By revealing the realities of those who are otherwise left invisible, Equality Insights provides an evidence base for policy-makers, women’s rights organisations and their communities and other advocates for equality and justice. This is a foundation for IWDA’s advocacy for, and contribution to, better gender data to achieve equality, rights, opportunities and freedom for individuals and communities. IWDA joins with women’s rights organisations, movements, and other advocates in working for the changes that will make this possible. Data plays an essential role in revealing inequalities and the barriers that sustain them.
Equality Insights is a vehicle for transformative, systemic change and builds on IWDA’s commitment to shifting systems and structures, behaviours and attitudes, data and analysis, that stand in the way of equality for all.
The intersecting relationships between gender, disability and poverty mean that women with disabilities face even greater disadvantage and often fall through the cracks when it comes to research and resources. Women with disabilities are frequently marginalised from development activities, not counted in research and are not well served by disability or gender-focused organisations. But with little to no data on the lived experiences of Cambodian women with disabilities it is incredibly difficult to address this. IWDA partnered with Banteay Srei, CBM Australia, Cambodia Disabled Persons Organisation and Monash University to complete a three year study looking at the links between disability and violence for women in Cambodia.

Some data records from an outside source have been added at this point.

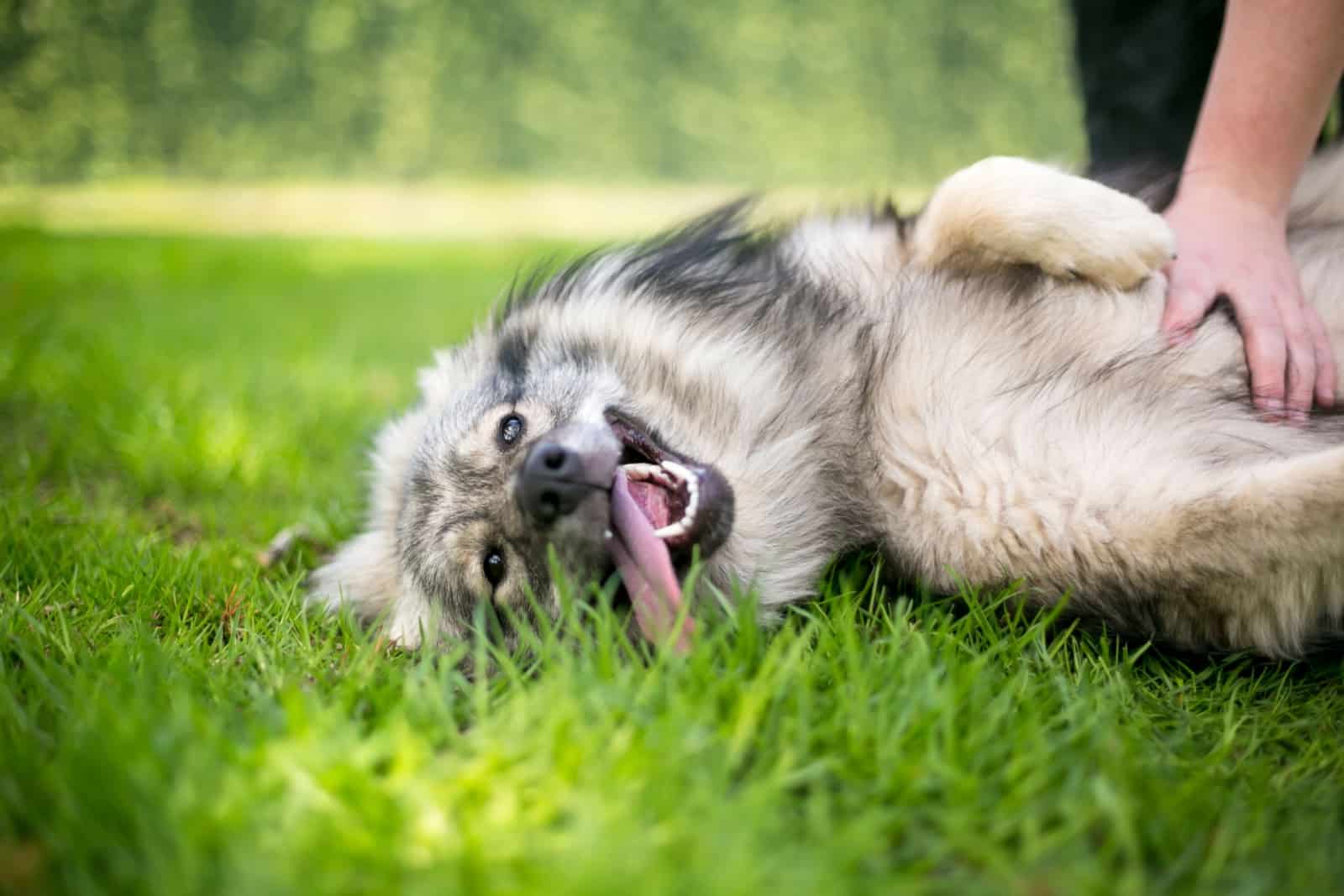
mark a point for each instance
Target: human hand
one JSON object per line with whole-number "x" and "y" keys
{"x": 1229, "y": 246}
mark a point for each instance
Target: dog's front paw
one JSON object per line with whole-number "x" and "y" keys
{"x": 1018, "y": 211}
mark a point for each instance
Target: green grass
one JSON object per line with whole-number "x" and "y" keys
{"x": 172, "y": 721}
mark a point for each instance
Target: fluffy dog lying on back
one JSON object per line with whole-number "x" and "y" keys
{"x": 979, "y": 390}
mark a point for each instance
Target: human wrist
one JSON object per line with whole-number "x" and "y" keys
{"x": 1231, "y": 196}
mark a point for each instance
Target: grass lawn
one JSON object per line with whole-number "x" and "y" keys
{"x": 172, "y": 721}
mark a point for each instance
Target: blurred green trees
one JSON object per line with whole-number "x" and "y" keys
{"x": 746, "y": 90}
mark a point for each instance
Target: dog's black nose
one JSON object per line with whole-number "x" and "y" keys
{"x": 551, "y": 484}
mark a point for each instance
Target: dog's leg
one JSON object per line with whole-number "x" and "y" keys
{"x": 1021, "y": 212}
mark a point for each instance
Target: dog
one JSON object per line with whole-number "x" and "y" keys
{"x": 978, "y": 390}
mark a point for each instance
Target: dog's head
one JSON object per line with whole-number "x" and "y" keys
{"x": 515, "y": 452}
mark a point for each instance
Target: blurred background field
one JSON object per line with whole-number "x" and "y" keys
{"x": 413, "y": 116}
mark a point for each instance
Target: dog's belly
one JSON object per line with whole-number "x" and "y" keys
{"x": 1018, "y": 439}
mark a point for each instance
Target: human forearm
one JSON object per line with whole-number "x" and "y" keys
{"x": 1277, "y": 66}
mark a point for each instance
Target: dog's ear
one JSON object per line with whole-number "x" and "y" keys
{"x": 366, "y": 573}
{"x": 362, "y": 575}
{"x": 454, "y": 369}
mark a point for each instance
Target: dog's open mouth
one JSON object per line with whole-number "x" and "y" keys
{"x": 663, "y": 506}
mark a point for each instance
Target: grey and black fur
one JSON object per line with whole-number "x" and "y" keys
{"x": 980, "y": 390}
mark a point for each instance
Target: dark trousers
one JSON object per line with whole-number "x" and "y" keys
{"x": 1142, "y": 66}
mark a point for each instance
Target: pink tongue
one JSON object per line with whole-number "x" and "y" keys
{"x": 645, "y": 567}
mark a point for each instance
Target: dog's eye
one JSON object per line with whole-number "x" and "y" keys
{"x": 492, "y": 564}
{"x": 511, "y": 429}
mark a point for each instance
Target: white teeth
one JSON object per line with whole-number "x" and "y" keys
{"x": 669, "y": 473}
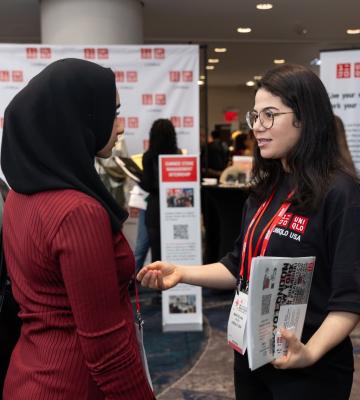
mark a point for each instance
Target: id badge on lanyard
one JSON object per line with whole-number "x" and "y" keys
{"x": 236, "y": 334}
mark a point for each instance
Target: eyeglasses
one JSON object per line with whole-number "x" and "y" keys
{"x": 266, "y": 117}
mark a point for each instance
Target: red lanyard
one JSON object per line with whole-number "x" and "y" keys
{"x": 267, "y": 231}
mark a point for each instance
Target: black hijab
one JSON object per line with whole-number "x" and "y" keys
{"x": 54, "y": 127}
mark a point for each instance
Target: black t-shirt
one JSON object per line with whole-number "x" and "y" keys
{"x": 332, "y": 235}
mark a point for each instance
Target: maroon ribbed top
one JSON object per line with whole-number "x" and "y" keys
{"x": 70, "y": 276}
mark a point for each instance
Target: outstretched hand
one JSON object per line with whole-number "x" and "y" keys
{"x": 298, "y": 355}
{"x": 159, "y": 275}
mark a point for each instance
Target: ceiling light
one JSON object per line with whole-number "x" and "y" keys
{"x": 353, "y": 31}
{"x": 264, "y": 6}
{"x": 244, "y": 30}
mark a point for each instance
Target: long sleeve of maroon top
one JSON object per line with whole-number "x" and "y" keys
{"x": 79, "y": 275}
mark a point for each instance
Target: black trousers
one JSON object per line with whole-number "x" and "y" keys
{"x": 327, "y": 379}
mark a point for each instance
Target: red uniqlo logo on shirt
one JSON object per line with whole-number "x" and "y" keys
{"x": 119, "y": 76}
{"x": 343, "y": 71}
{"x": 131, "y": 76}
{"x": 89, "y": 54}
{"x": 17, "y": 76}
{"x": 285, "y": 220}
{"x": 176, "y": 121}
{"x": 45, "y": 52}
{"x": 159, "y": 53}
{"x": 160, "y": 99}
{"x": 188, "y": 122}
{"x": 31, "y": 52}
{"x": 179, "y": 169}
{"x": 298, "y": 224}
{"x": 103, "y": 53}
{"x": 147, "y": 99}
{"x": 133, "y": 122}
{"x": 357, "y": 70}
{"x": 187, "y": 76}
{"x": 174, "y": 76}
{"x": 4, "y": 76}
{"x": 146, "y": 53}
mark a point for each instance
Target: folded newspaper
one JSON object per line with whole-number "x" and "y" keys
{"x": 278, "y": 295}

The research showed that while women with disabilities face similar levels of violence from partners to women without disabilities, they experience much higher levels of emotional, physical and sexual violence by other family members. Women with disabilities were much more likely to be insulted, made to feel bad about themselves, belittled, intimidated, and were five times more likely to experience sexual violence at the hands of a family member. They were also less likely to disclose and seek help following violence.